A simple comparison

First look at the Windows 16 colour palette for a clear idea of which colours are likely to cause confusion. The top row is the normal palette, the second row simulates the appearance to protanopes, and the third row to deuteranopes. The next three rows are the same colours as seen against a grey background.

Windows 16 colours, seen 1/ normally, 2/ like a protanope 3/ like Deuteranope

Comparing more colours

Below is a side-by-side comparison of how the 216-colour palette (the number most browsers were able to display in 1997) files look, as viewed in a PaintShop Pro (PSP) colour palette window, in hue order. (The colour order in the supplied palettes is different).

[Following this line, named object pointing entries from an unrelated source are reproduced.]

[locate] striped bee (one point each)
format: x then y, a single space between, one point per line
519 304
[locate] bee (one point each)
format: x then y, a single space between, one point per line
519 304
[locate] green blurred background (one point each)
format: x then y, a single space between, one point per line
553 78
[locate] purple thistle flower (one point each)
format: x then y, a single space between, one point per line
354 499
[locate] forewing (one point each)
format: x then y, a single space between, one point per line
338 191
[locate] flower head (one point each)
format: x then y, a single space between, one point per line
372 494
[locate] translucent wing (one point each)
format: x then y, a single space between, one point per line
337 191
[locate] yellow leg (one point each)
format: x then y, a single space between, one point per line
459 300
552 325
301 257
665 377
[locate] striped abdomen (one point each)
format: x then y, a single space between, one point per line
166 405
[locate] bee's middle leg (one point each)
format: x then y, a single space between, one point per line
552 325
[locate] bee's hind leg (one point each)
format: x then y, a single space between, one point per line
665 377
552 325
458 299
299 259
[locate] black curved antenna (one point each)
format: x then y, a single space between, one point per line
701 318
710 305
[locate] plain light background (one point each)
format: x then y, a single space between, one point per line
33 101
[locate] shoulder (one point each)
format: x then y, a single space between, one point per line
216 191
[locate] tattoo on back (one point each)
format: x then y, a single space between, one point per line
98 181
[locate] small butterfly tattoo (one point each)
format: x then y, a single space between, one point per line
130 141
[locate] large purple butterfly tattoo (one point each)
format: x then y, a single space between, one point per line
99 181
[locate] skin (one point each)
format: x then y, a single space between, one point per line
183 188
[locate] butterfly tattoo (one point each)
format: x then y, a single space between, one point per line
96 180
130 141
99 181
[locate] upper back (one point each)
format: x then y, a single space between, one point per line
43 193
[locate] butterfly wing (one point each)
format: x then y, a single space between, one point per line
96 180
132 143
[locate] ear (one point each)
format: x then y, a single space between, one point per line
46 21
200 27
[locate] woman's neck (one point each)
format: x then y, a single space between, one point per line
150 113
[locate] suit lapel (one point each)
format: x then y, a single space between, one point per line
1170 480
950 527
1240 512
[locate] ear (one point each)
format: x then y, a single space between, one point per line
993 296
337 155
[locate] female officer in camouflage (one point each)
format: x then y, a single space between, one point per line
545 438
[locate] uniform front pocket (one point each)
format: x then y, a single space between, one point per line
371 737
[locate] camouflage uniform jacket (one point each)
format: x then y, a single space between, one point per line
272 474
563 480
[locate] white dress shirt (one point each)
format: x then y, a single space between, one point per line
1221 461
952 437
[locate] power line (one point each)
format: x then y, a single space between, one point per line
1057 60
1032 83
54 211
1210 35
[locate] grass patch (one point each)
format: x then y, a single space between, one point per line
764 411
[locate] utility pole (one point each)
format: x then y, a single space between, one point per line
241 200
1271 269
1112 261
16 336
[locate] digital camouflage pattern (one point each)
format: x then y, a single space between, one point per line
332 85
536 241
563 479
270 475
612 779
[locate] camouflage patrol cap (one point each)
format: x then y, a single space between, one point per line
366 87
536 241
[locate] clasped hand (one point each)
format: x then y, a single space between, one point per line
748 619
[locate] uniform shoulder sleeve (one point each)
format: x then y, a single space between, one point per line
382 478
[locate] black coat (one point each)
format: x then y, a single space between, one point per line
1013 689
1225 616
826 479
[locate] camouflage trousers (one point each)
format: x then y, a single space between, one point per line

Now, originally, I had prepared some palette files that could be used with PaintShop Pro and Photoshop (back in 1998) which you could apply to any image and it would give you an idea of what that image would look like if you were colourblind.

Trying out your own pages

However, technology has moved on, and rather than try to figure out how the old palettes can be redone to work 20 years later, I have found a web site where you can upload any image and explore how it looks from different kinds of colourblindness. It’s not new, but works much more easily than my approach. Visit Colblindor here

For testing your web pages, I’ve found  Toptal – Colorblind Web Page Filter, which you can use to view any web page.